A lot of challenges were faced to make request to pubchem:
- Handling of **errors concerning pubchem**, no page found, wrong compound name, etc
  
- How to **extract string using regex**, used for pka, boiling temperature (°C) and (°F).
  
- Handling of **pka errors wrongly written in Pubchem** (either value in value, either input in the key of the dictionnary) <br>
    {"pka = 20.0", } instead of {'pKa': '14'}
  
- Tests of pubchem request,
   
## **Conclusion** ##
<p style="text-align: justify;">
The project successfully developed a robust program for recommending chromatography techniques based on molecular composition. The use of a user interface facilitated an efficient and interactive development process, enabling easy experimentation and visualization.
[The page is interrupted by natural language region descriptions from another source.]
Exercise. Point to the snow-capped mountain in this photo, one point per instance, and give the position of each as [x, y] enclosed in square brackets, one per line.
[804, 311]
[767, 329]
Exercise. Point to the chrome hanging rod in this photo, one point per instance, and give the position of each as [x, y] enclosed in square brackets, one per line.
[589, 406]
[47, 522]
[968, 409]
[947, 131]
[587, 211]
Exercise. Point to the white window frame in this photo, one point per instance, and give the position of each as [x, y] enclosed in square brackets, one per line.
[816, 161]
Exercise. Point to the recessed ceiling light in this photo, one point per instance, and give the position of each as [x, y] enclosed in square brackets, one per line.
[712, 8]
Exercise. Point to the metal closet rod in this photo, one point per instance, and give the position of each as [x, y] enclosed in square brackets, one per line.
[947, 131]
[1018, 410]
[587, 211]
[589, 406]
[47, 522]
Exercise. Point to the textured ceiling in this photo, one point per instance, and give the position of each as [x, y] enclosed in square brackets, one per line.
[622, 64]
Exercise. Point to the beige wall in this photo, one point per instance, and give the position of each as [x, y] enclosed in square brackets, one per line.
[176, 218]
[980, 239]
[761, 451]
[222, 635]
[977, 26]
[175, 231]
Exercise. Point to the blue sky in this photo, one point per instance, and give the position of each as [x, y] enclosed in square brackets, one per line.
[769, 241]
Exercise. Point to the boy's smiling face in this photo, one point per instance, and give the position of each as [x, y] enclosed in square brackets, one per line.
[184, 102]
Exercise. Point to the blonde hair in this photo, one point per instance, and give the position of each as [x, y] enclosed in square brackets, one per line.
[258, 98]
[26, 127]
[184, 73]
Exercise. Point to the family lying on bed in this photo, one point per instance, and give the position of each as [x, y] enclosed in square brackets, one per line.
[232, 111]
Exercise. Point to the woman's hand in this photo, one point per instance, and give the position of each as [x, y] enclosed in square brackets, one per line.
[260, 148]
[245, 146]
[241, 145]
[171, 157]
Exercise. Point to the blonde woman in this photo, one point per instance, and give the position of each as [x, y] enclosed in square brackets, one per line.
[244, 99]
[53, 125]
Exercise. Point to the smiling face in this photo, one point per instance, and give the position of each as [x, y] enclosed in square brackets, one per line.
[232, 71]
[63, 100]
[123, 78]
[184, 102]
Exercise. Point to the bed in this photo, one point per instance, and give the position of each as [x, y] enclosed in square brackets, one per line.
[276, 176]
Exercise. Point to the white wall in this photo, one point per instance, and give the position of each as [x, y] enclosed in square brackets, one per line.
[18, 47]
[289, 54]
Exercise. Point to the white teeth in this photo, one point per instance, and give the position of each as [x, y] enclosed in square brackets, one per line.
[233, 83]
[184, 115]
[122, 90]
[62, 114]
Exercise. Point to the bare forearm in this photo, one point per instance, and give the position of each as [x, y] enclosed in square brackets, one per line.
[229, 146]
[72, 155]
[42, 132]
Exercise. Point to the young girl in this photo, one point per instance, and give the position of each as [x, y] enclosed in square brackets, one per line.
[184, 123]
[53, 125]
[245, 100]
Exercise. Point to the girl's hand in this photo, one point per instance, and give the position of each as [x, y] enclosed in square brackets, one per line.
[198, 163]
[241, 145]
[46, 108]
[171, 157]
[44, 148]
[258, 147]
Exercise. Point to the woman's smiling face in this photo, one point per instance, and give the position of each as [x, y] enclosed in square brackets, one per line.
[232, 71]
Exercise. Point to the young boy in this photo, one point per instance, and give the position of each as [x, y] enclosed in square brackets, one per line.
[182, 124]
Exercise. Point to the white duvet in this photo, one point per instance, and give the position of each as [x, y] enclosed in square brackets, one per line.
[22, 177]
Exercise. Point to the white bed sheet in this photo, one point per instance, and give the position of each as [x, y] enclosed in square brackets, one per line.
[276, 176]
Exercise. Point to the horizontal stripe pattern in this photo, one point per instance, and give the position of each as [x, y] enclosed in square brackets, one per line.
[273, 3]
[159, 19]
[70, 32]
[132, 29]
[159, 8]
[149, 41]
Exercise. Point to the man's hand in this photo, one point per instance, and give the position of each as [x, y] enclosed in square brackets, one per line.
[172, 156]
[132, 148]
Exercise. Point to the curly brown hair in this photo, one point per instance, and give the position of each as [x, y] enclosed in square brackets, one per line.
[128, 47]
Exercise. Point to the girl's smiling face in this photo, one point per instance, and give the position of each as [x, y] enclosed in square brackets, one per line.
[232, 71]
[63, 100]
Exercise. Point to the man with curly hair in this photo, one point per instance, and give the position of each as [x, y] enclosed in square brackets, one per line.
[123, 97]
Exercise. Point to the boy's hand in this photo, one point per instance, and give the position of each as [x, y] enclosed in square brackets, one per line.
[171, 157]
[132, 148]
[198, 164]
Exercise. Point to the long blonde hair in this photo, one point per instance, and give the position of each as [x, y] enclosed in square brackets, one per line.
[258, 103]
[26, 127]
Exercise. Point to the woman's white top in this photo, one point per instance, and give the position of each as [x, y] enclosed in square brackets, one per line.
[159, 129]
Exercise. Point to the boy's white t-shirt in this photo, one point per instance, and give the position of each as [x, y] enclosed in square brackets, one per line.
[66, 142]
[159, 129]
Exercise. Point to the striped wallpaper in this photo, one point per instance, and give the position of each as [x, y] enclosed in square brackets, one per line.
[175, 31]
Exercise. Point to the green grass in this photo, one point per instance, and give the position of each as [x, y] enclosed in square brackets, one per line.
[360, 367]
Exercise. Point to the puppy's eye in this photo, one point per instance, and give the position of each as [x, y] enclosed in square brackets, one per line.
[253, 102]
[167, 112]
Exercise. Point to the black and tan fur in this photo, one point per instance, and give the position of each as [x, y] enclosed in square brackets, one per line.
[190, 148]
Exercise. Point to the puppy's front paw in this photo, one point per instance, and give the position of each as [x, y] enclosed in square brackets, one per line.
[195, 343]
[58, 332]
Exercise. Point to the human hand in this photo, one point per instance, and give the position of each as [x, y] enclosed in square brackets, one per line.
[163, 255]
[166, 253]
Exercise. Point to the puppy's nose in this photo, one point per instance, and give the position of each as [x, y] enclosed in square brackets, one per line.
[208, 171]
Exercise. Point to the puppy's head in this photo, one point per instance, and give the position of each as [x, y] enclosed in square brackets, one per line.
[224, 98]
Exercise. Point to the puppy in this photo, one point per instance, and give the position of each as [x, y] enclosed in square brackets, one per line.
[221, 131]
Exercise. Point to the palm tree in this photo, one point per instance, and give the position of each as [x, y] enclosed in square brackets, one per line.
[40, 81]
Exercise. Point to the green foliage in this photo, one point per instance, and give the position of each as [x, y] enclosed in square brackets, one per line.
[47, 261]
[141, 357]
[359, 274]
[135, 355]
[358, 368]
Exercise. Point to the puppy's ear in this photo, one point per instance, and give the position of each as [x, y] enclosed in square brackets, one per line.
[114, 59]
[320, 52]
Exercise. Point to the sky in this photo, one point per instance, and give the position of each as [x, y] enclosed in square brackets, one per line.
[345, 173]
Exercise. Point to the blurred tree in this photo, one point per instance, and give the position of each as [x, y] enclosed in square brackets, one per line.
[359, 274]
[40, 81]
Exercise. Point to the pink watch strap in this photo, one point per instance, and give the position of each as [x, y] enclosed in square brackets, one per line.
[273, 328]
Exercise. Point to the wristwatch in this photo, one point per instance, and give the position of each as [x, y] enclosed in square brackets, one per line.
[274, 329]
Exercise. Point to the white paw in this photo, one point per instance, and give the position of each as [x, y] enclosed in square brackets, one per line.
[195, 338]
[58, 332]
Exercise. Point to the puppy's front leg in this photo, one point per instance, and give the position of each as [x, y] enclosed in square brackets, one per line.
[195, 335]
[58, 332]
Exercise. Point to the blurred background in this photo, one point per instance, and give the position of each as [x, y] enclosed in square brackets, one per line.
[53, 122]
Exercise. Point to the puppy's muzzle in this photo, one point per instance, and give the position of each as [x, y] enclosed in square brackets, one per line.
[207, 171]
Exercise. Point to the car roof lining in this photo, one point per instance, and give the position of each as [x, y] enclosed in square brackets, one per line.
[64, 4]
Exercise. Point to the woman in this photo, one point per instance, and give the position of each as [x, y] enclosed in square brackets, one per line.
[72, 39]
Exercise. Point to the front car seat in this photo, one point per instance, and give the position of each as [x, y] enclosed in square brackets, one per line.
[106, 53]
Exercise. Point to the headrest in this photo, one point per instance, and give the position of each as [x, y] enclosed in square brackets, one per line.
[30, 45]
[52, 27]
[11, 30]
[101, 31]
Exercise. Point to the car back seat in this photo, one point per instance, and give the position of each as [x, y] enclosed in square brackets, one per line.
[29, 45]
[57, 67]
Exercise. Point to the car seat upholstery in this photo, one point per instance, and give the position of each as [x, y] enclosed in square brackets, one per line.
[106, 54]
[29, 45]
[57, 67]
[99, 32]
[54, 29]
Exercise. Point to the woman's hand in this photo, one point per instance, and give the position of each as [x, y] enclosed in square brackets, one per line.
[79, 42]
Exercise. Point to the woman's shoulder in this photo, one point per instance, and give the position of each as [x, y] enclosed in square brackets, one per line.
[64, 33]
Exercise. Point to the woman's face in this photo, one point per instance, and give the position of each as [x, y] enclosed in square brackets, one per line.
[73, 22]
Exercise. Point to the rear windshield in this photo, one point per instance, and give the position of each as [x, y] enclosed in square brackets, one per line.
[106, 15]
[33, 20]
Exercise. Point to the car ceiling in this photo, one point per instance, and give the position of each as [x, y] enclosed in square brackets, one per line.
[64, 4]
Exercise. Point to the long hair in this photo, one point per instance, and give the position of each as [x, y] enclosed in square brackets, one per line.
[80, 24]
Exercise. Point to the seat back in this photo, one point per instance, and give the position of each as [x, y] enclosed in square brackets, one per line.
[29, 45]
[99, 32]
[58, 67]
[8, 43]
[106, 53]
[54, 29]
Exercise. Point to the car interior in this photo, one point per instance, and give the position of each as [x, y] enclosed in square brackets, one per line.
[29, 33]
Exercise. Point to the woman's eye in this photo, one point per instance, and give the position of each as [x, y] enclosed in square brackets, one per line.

This tool has significant potential applications in chemical analysis, improving efficiency and accuracy in selecting the appropriate analytical methods.

## **Future Work** ##

Future enhancements could include:

- Expanding the dataset to cover more diverse molecular structures and additional chromatography techniques.
- Improve the code to have a more efficient way to take the information on the molecules contained in the mixture to have the results more rapidly.
- Integrating the program with real-time data acquisition systems for automated analysis.
- Enhancing the user interface with more sophisticated visualization tools and user-friendly features.
- By continuing to refine and expand this tool, it can become an invaluable resource for chemists and researchers in analytical laboratories.

This report provides an overview of the programming project conducted using Python, detailing the development process, results, and future directions for the chromatography recommendation program.